Une journée limpide, une tempête de ciel bleu, un soleil déjà plein de suffisance… immensité du mois de juin.

Ligne 12 du métro, la voilà assise, soufflant sur ses mèches de cheveux comme pour livrer bataille à la moiteur ambiante.

Face à elle, un vieil homme, un soupçon nerveux. Son regard oscille entre l’horizon sombre que lui offrent les rails et le smartphone qu’il tient précieusement.
Un « je ne sais quoi » d’inquiétude ricoche en lui pour s’évanouir l’instant d’après. Il l’intrigue, lui semble tel un livre ouvert : elle voit en lui les strates formées par les années.
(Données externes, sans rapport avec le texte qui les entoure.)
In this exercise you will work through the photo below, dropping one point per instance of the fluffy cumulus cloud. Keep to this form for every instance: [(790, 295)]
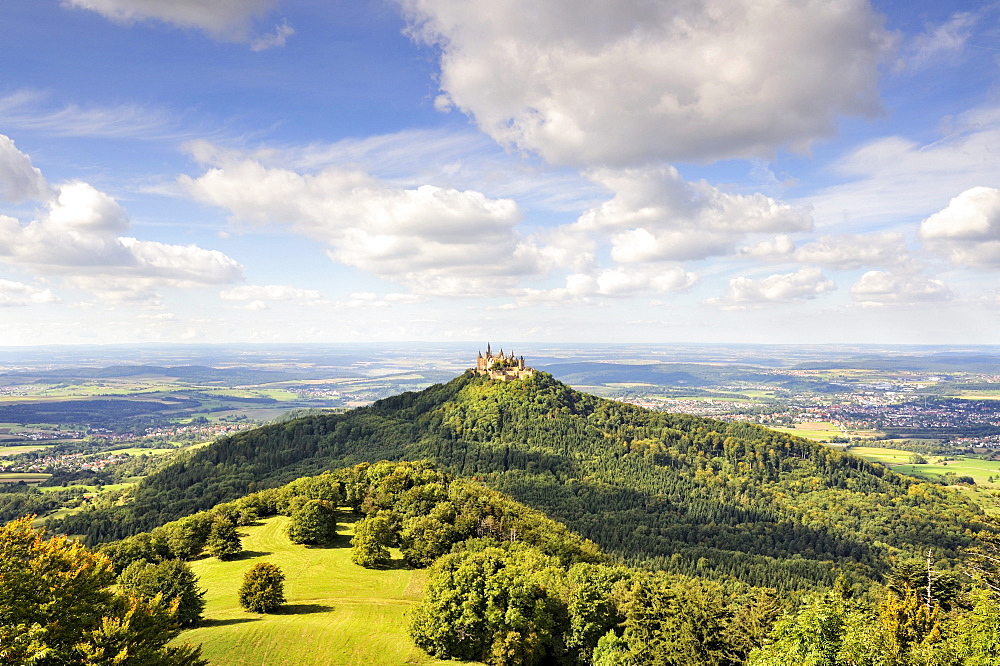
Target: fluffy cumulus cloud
[(590, 82), (806, 283), (657, 216), (431, 238), (19, 179), (14, 294), (878, 288), (967, 230), (225, 19), (81, 238)]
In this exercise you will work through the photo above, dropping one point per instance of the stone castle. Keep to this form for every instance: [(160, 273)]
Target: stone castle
[(505, 368)]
Chaque age, chaque printemps… Elle les voit toutes…

Le wagon bruisse de conversations, mais il lui semble qu’ils ne sont que deux…
L’alarme d’un sms tinte, il sursaute, le consulte, son visage se déforme dans une grimace, ses yeux s’embrument, puis se noient dans les larmes.

Désarçonnée par cette vague d’émotions, elle lui sourit avec compassion, il cueille son sourire au vol comme pour s’y abriter.
Peut-être le prendre dans ses bras, et bercer ses larmes jusqu’à les effacer … ?
Il lui renvoie un sourire qui lui demande de la grâce, de la solidarité, de la discrétion.
Elle est perdue, elle voudrait cerner les contours de cette tâche d’encre qui s’étend et lui couper la route : la douleur.
Elle dissimule son incertitude et son impuissance sous un voile de résolution, soutient son regard avec tendresse et lui tend un mouchoir.

Le crissement des freins, la vague de ceux qui sortent, le vieil homme se lève, se retourne vers elle et lui murmure un « merci » qu’elle lit sur ses lèvres.
Les portes claquent.

La voilà seule, cette émotion lui fait écho et elle se souvient de toute l’encre de ses chagrins, de ses doutes mais aussi des ses petits bonheurs, qu’elle a laissé s’égoutter sur le papier ces derniers mois.

Aujourd’hui, cette rencontre c’est un bout de vie, un bout d’histoire qu’elle emporte dans Paname, les coins poussiéreux des rues, les bistrots, les abris bus…

Elle l’emporte avec elle car elle sait que ce concentré d’émotions finira sur son bloc note… jusqu’à vous !

113 réflexions sur “Suite… « En zone de houle… »

  1. Les transports en commun sont une source de rencontres et d’inspiration sans fin. Les gens y affluent et leurs vies s’y croisent, au grand plaisir de ceux qui savent les observer. Je me demande déjà qui vous allez nous raconter à la prochaine correspondance.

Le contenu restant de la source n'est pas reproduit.